TCMB rezervlerinde haftalık artış: Döviz ve altın etkili oldu
Bu karar bir oran olmayabilir. Ama çok kişiye farklı dillerde söylenmiş bir cümle olacak. Ve bazıları o cümleyi sessizlikte duyacak.
1. Siyasete: Zarar Hesaplı Bir Sessizlik mi Olacak?
Eğer Merkez Bankası faizi sabit tutar ya da indirirse, hükümete dönük mesaj açık olur:
“Artış yapmadım. Seçim sonrası sizi halkın önüne atmadım.
Ama indirip de uluslararası piyasada sizi yalnız da bırakmadım.”
Bu tür sessizlikler bazen jest sanılır. Ama ekonomide sessizlik jest değil, güvensizliktir.
Çünkü piyasalar için sessiz kalmak, griye düşmek demektir.
Ve gri olan her karar, piyasanın gözünde kararsızlıkla eşanlamlıdır.
Hükümet bu tür kararları “denge” sanabilir.
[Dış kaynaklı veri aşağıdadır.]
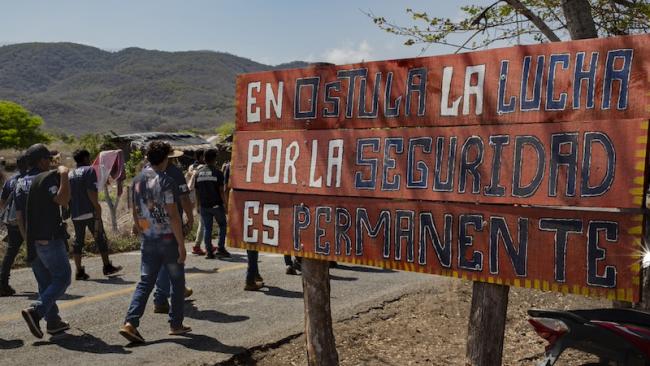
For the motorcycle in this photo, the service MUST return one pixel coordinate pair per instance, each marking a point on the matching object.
(616, 336)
Ama ekonomi bunu “netlik yokluğu” olarak fiyatlar.
Not: 2021’den beri 7 kez “faiz indirimi” süreci zamanlamayla krize dönüştü. Bu hafıza hâlâ sıcak.
2. Yurt Dışına: Bağımsız Görünmek mi, Yoksa Hareketsiz Kalmak mı?
Bir artış gelmezse, dışarıya şu mesaj veriliyor olabilir:
“Faizi artıramıyoruz, çünkü içerideki siyasi dengeler buna izin vermiyor.
Ama indirecek cesaretimiz de yok.
Yani, biz karar alabiliyormuş gibi yapıyoruz.”
Böyle bir karar, bağımsızlık gösterisi değil, hareketsizlik içinde denge kurma tiyatrosu olarak okunur.
Ve yatırımcı rakamdan çok, hareket kabiliyetine bakar.
Eylem yoksa, yatırım da yoktur.
Not: Son üç ayda portföy yatırımlarında 1,7 milyar dolarlık çıkış oldu. Para, karar alamayanı sevmez.
3. Körfez ve Asya Sermayesine: Gelin, Ama Çok Derine Girmeyin
BAE, Katar ve Suudi sermayesi uzun süredir Türkiye’de.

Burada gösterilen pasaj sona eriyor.